30 Jun, 2021 at 11:20 | Posted in Economics | Comments Off on Taking the con out of RCTs

rcDevelopment actions and interventions (policies/programs/projects/practices) should be based on the evidence. This truism now comes with a radical proposal about the meaning of “the evidence.” In development practice, where there are hundreds of complex, sometimes rapidly changing, contexts seemingly innocuous phrases like “rely on the rigorous evidence” are taken to mean: “Ignore evidence from your context and rely in your context on evidence that was ‘rigorous’ for another place, another time, another implementing organization, another set of interacting policies, another set of local social norms, another program design and do this without any underlying model or theory that guides your understanding of the relevant phenomena.” …

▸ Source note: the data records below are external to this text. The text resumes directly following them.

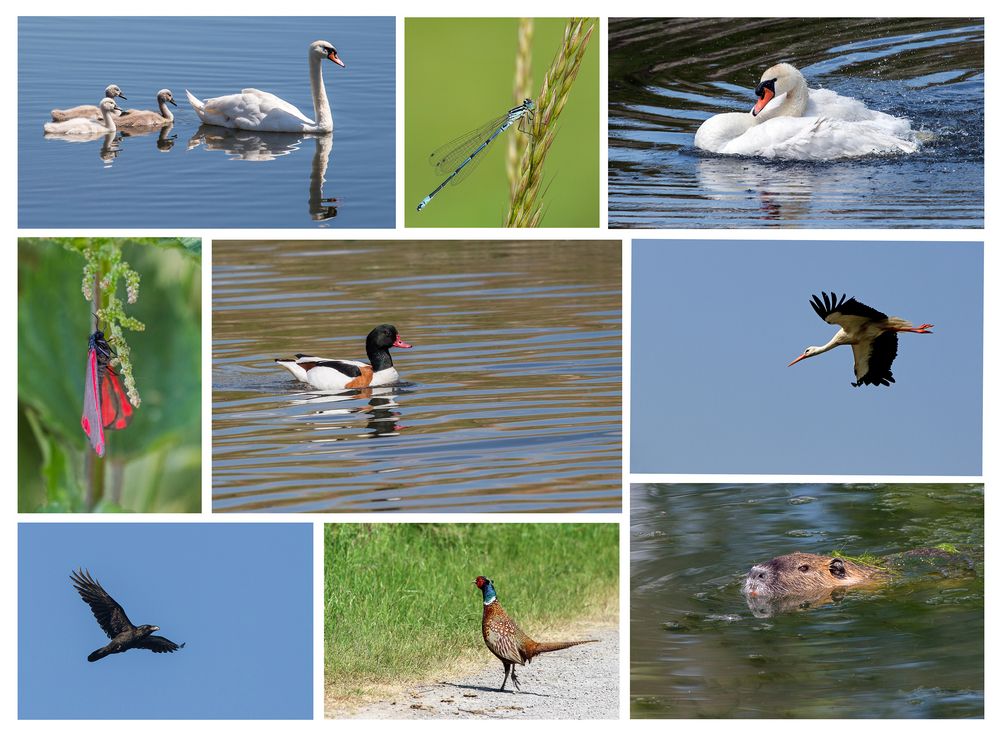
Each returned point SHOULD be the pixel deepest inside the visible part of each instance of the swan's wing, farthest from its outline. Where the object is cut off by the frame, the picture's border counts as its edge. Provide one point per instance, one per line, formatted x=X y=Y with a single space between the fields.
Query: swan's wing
x=253 y=109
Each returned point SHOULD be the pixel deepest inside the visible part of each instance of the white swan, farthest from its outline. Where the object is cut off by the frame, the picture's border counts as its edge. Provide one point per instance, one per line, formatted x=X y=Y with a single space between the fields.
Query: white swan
x=86 y=126
x=148 y=118
x=791 y=121
x=90 y=111
x=252 y=109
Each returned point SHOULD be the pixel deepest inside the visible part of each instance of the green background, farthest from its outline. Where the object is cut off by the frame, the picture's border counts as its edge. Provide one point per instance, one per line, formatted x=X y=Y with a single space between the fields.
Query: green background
x=155 y=464
x=459 y=75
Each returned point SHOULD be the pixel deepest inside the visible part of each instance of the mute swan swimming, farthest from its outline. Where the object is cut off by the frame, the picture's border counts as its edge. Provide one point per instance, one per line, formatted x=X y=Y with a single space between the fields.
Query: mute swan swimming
x=148 y=118
x=86 y=126
x=791 y=121
x=90 y=111
x=252 y=109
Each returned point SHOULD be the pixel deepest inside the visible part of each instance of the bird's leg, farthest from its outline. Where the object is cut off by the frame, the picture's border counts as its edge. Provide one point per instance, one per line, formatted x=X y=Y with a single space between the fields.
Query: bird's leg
x=506 y=673
x=922 y=329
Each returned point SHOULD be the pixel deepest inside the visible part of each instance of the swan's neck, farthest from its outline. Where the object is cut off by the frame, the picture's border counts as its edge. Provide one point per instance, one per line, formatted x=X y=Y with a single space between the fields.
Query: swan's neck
x=321 y=105
x=796 y=99
x=165 y=111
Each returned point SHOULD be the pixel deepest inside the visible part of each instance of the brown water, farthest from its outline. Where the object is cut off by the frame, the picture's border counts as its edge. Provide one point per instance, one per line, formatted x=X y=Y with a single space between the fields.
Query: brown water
x=510 y=399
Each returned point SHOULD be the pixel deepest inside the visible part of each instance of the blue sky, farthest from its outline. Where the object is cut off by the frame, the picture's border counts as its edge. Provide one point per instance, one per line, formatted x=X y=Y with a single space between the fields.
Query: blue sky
x=715 y=323
x=238 y=594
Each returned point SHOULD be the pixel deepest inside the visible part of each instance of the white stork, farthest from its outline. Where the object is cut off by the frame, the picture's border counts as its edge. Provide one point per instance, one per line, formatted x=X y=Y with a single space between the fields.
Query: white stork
x=869 y=332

The advocates of RCTs and the use and importance of rigorous evidence, who are mostly full-time academics based in universities, have often taken a condescending, if not outright ad hominem, stance towards development practitioners. They have often treated arguments against exclusive reliance on RCT evidence, like that the world is complex, getting things done in the real world is a difficult craft, that RCTs don’t address key issues, that results cannot be transplanted across contexts, not as legitimate arguments but as the self-interested pleadings of “bureaucrats” who don’t care about “the evidence” or development outcomes. Therefore, it is striking that it is the practitioner objections about external validity that are actually technically right about the unreliability of RCTs for making context-specific predictions and it is the academics that are wrong, and this in the technical domain that supposedly is the acamedicians comparative advantage.

Lant Pritchett

Just as econometrics, the use of randomization often promises more than it can deliver, basically because it requires assumptions that in practice are not possible to maintain. And just like econometrics, randomization is basically a deductive method. Given the assumptions, these methods deliver deductive inferences. The problem, of course, is that we will never completely know when the assumptions are right. And although randomization may contribute to controlling for confounding, it does not guarantee it, since genuine ramdomness presupposes infinite experimentation and we know all real experimentation is finite. And even if randomization may help to establish average causal effects, it says nothing of individual effects unless homogeneity is added to the list of assumptions. Causal evidence generated by randomization procedures may be valid in ‘closed’ models, but what we usually are interested in, is causal evidence in the real target system we happen to live in.

As Pritchett shows, does a conclusion established in population X hold for target population Y only under very restrictive conditions. ‘Ideally controlled experiments’ tell us with certainty what causes what effects — but only given the right ‘closures.’ Making appropriate extrapolations from (ideal, accidental, natural or quasi) experiments to different settings, populations or target systems, is not easy. “It works there” is no evidence for “it will work here”. Causes deduced in an experimental setting still have to show that they come with an export-warrant to the target population/system. The causal background assumptions made have to be justified, and without licenses to export, the value of ‘rigorous’ and ‘precise’ methods — and ‘on-average-knowledge’ — is despairingly small.